Éco-corridors : un plan stratégique pour protéger la biodiversité des Laurentides

  • Publié le 16 déc. 2024 (Mis à jour le 22 mai 2025)
  • Lecture : 2 minutes

Marie-Lyne Després-Einspenner, directrice générale d’Éco-corridors laurentiens, souligne : « Il y a un réel engouement dans la région pour la conservation. Nous avons voulu structurer nos collaborations et nous positionner dans ce contexte avec notre plan stratégique. »

Ce plan, en ligne avec l’objectif provincial de protéger 30 % du territoire d’ici 2030, met en avant des actions concrètes pour atteindre ce jalon.

Trois engagements phares pour 2025-2028

  1. Protection légale des milieux naturels :
    Actuellement, seulement 9 % des Laurentides sont protégés, mais des efforts significatifs sont en cours. « Si tous les projets déposés cet été lors de l’appel à projets du gouvernement pour protéger les terres publiques sont acceptés, on passerait à 19 % », précise Mme Després-Einspenner. Pour atteindre 30 %, il faudra également travailler sur les terres privées, notamment par des initiatives de conservation volontaire.
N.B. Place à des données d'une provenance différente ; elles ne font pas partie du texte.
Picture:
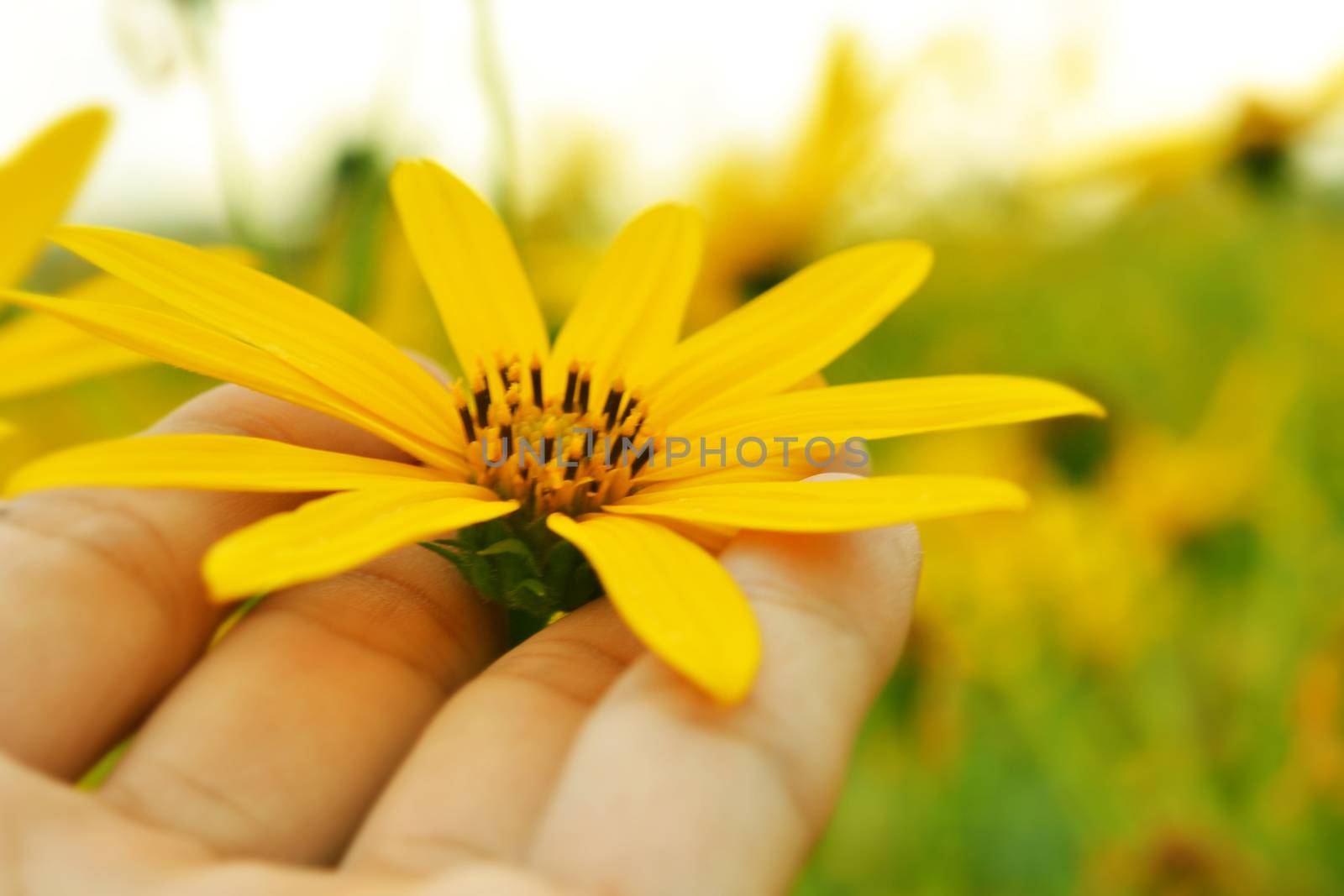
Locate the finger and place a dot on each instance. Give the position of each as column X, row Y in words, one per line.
column 279, row 741
column 45, row 825
column 669, row 793
column 479, row 778
column 102, row 605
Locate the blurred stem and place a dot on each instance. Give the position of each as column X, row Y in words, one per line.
column 495, row 86
column 199, row 23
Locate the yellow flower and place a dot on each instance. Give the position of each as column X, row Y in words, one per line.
column 648, row 528
column 37, row 184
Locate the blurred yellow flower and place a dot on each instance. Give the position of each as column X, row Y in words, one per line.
column 37, row 184
column 765, row 217
column 616, row 369
column 1254, row 134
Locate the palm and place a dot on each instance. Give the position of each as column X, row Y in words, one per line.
column 365, row 721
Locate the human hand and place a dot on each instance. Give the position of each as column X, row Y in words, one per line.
column 360, row 735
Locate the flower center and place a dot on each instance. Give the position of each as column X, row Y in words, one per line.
column 569, row 453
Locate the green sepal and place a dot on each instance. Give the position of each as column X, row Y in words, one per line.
column 528, row 569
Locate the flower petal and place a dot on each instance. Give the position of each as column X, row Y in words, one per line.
column 183, row 343
column 631, row 312
column 223, row 463
column 470, row 266
column 38, row 354
column 675, row 597
column 338, row 533
column 873, row 411
column 826, row 506
column 790, row 332
column 39, row 181
column 306, row 332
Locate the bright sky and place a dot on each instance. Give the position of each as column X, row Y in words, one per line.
column 671, row 83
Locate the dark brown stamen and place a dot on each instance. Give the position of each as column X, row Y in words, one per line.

L’organisme souhaite accompagner les acteurs locaux dans cette démarche. « Nous voulons fournir les outils nécessaires pour mettre en place des aires protégées, que ce soit par des dons écologiques ou des acquisitions de terrains », explique-t-elle.
  2. Aménagement du territoire pour une connectivité écologique :
    Éco-corridors laurentiens travaille avec les MRC et municipalités pour intégrer les milieux naturels dans les schémas d’aménagement, en tenant compte des nouvelles orientations gouvernementales. « Les corridors écologiques doivent dépasser les limites administratives, parce que, pour un orignal ou un loup, il n’y a pas de frontières entre Mont-Tremblant et Lantier », rappelle Mme Després-Einspenner.
    Pour encourager les municipalités, un programme de certification, Municipalités éco-connectées, a été lancé. « Ce programme permet aux municipalités de mettre en œuvre des actions concrètes de conservation tout en bénéficiant d’un accompagnement et d’une reconnaissance pour leurs efforts », explique Marie-Lyne Després-Einspenner.
  3. Soutien et diffusion des connaissances :
    Pour renforcer les connaissances et outiller les décideurs, ÉCL collabore avec des universités et d’autres organismes. « Nous savons que la biodiversité est présente dans les Laurentides, mais beaucoup d’espèces en situation précaire ne sont pas encore répertoriées », note la directrice générale.
    En parallèle, l’organisme souhaite développer des pratiques durables, notamment en récréotourisme. « Il faut trouver un équilibre entre rendre la nature accessible et protéger la biodiversité », insiste-t-elle.

Transparence et collaboration
Éco-corridors laurentiens a choisi de rendre public ce plan stratégique pour inspirer et mobiliser ses partenaires. « Nous voulions montrer notre feuille de route pour les prochaines années dans un contexte où il va se passer beaucoup de choses d’ici 2030 », explique Marie-Lyne Després-Einspenner. Ce document reflète également les valeurs de l’organisme, qui place la justice environnementale et sociale au cœur de ses actions. « Pour nous, la justice environnementale ne va pas sans la justice sociale », conclut la directrice générale d’Éco-corridors laurentiens.